Mary and Martha were two sisters who were as different as night and day.
We find Martha as the poster girl for the “Perfect Hostess.” If there had been television stations in those days, she would have hosted a show called “Maratha of the Village,” featuring the best and most innovative ways to prepare a meal for vagabond visitors who came calling at a moment’s notice.
I am sure she loved to entertain, as long as they gave an advance notice of their arrival time, number of guest and length of stay. She would have been kind enough to provide refreshments, keeping a keen eye on who needed refills or dishes removed.
Martha is a perfectionist and yet, she is her own worst enemy. She sets expectations that she can never meet. She is never able to completely rest and be content. Life for Martha is always an unfinished task.
Then there is Mary, Martha’s sister. She is not much into the hostess scene. It is not that Mary does not enjoy having company drop in for a visit. Mary is more interested in conversation. Planning meals, serving refreshments, seeing to the needs of the guest are not her style of life. When you drop in at Mary’s house for a visit she may have you go fetch your own glass of iced tea.
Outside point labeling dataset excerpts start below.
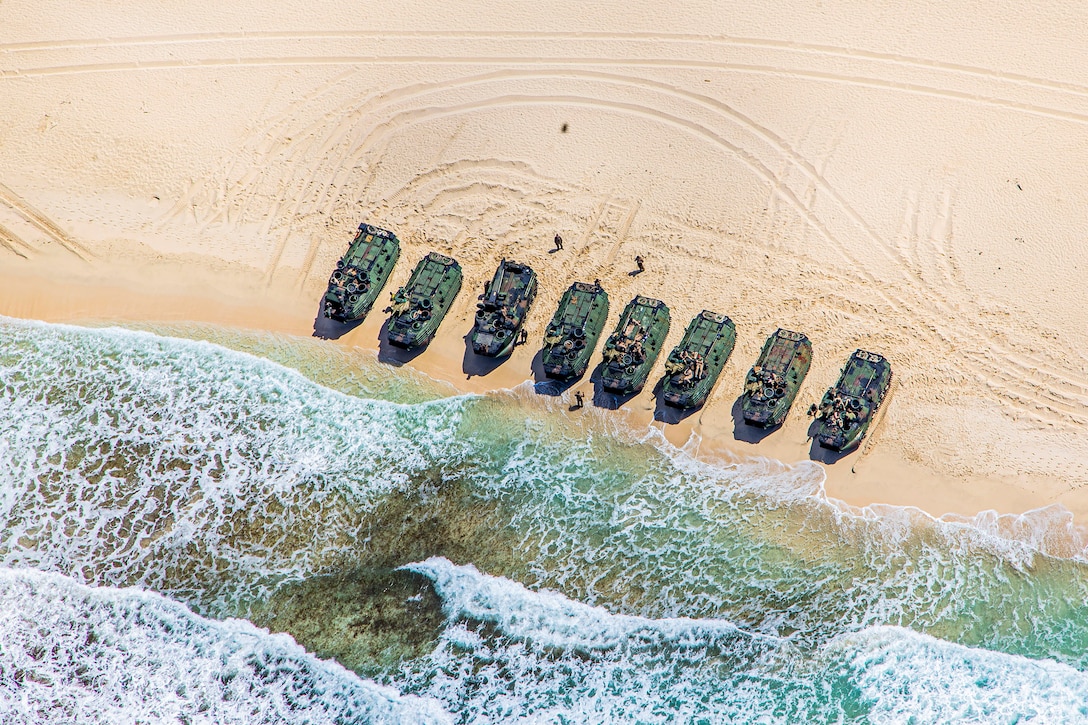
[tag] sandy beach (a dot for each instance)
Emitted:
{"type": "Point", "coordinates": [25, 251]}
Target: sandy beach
{"type": "Point", "coordinates": [901, 180]}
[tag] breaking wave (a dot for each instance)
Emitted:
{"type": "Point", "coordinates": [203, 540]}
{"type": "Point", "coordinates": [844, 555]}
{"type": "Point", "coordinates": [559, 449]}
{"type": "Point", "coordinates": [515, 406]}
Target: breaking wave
{"type": "Point", "coordinates": [626, 579]}
{"type": "Point", "coordinates": [72, 653]}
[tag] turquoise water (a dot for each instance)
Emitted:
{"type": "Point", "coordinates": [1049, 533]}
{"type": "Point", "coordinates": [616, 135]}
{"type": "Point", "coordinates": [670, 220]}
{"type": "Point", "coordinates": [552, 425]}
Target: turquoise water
{"type": "Point", "coordinates": [443, 557]}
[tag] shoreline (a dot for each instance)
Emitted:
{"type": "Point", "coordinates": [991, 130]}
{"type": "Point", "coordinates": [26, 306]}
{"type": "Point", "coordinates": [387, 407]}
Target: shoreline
{"type": "Point", "coordinates": [870, 476]}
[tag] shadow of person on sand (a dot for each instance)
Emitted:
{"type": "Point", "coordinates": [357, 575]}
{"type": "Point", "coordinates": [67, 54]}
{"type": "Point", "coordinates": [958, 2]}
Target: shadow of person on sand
{"type": "Point", "coordinates": [819, 454]}
{"type": "Point", "coordinates": [668, 414]}
{"type": "Point", "coordinates": [391, 354]}
{"type": "Point", "coordinates": [748, 433]}
{"type": "Point", "coordinates": [479, 365]}
{"type": "Point", "coordinates": [545, 385]}
{"type": "Point", "coordinates": [325, 328]}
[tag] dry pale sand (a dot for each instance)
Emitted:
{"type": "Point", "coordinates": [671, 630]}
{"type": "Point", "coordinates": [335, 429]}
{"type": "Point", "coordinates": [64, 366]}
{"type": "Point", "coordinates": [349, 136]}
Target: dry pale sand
{"type": "Point", "coordinates": [898, 176]}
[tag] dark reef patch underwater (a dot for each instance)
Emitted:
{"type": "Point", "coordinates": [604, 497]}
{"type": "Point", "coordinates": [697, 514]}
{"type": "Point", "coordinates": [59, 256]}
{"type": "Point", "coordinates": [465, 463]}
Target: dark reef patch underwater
{"type": "Point", "coordinates": [164, 502]}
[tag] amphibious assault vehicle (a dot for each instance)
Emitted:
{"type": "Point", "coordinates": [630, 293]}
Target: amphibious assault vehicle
{"type": "Point", "coordinates": [502, 310]}
{"type": "Point", "coordinates": [419, 306]}
{"type": "Point", "coordinates": [361, 273]}
{"type": "Point", "coordinates": [694, 365]}
{"type": "Point", "coordinates": [774, 381]}
{"type": "Point", "coordinates": [573, 331]}
{"type": "Point", "coordinates": [848, 408]}
{"type": "Point", "coordinates": [631, 349]}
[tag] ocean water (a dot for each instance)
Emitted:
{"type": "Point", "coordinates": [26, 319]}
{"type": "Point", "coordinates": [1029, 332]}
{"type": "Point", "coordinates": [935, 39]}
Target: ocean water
{"type": "Point", "coordinates": [202, 526]}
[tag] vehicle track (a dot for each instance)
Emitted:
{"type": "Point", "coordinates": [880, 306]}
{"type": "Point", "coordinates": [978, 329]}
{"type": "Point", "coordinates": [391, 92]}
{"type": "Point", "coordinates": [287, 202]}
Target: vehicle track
{"type": "Point", "coordinates": [23, 208]}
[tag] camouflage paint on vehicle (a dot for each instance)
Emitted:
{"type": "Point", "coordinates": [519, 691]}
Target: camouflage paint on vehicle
{"type": "Point", "coordinates": [848, 408]}
{"type": "Point", "coordinates": [503, 308]}
{"type": "Point", "coordinates": [633, 347]}
{"type": "Point", "coordinates": [693, 366]}
{"type": "Point", "coordinates": [360, 274]}
{"type": "Point", "coordinates": [419, 307]}
{"type": "Point", "coordinates": [773, 383]}
{"type": "Point", "coordinates": [573, 331]}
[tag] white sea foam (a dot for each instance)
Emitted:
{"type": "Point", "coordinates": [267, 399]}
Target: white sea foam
{"type": "Point", "coordinates": [185, 467]}
{"type": "Point", "coordinates": [214, 476]}
{"type": "Point", "coordinates": [584, 664]}
{"type": "Point", "coordinates": [549, 618]}
{"type": "Point", "coordinates": [907, 677]}
{"type": "Point", "coordinates": [70, 653]}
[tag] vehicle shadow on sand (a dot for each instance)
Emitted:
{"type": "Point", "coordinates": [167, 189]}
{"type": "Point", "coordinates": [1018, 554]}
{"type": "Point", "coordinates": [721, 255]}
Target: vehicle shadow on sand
{"type": "Point", "coordinates": [668, 414]}
{"type": "Point", "coordinates": [325, 328]}
{"type": "Point", "coordinates": [819, 454]}
{"type": "Point", "coordinates": [479, 365]}
{"type": "Point", "coordinates": [545, 385]}
{"type": "Point", "coordinates": [748, 433]}
{"type": "Point", "coordinates": [603, 398]}
{"type": "Point", "coordinates": [391, 354]}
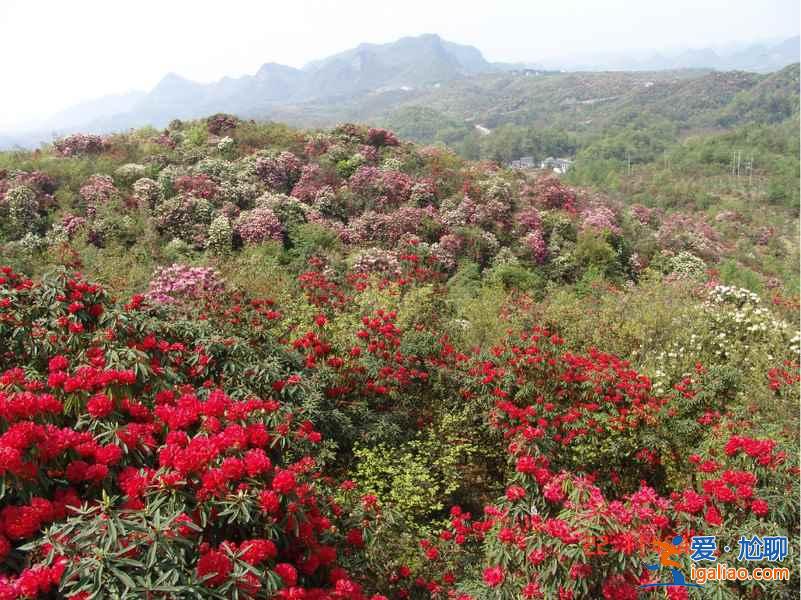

Mary cares; she cares for conversation and relational living. She takes life as it comes. Material comforts and hostess graces are not that important to her.
In Luke 10:38-42 we discover an occasion where the stark contrast between these two sisters, Martha and Mary, is obvious.
We find Mary sitting at the feet of Jesus. Martha is busy “with much serving.” Mary is enthralled as she sits at the feet of the savior; Martha is enraged as she busily paces back and forth from the kitchen to the living room.
Martha welcomed Jesus into her house. (Luke 10:38) Since it appears the visit was not planned, she still opens her home and heart to this precious friend. Yet, such a short notice would mean much work to do if her guest were going to be gathered around the table.
It did not take long for Martha to become stressed and angry at the fact that Mary was sitting while she was serving. Martha directed her anger towards Jesus (Luke 10:40). She is essentially saying “Lord, if you really cared about me you would rebuke my sister Mary and tell her to get in the kitchen.”
It would be easy to focus on Martha’s apparent frustration and anger, but we need to consider her in a little different light. Martha is not really a bad person. She is a woman of dedication and she is a doer. She is someone who can be counted on when you need her.
Thank God for the Martha’s of the world!
This story is not in the Bible to teach us that serving is bad and that sitting is good. This is a story about maintaining a much-needed balance in life.
There were more important things to do than housework and preparing supper. What Jesus desired was not dinner, but devotion. Martha was “worried and troubled about many things.” Martha’s worried and anxious heart would not find rest in serving (trying harder and doing more) but by sitting at the feet of Jesus and finding rest in His presence.
Recognize that you are human. Like all humans we fall short (Romans 3:23). We cannot make it in life without Jesus Christ — His grace and power. Even Marthas need Jesus.
Second, give Jesus Christ complete control of your life. Simply said, don’t try to be superwoman (or superman for that matter) but let Christ give you His peace and rest. Jesus’ words still ring true for us today: “Come to me, all you who labor and are heavy laden [distracted, anxious, tired, frustrated], and I will give you rest” (Matthew 11:28).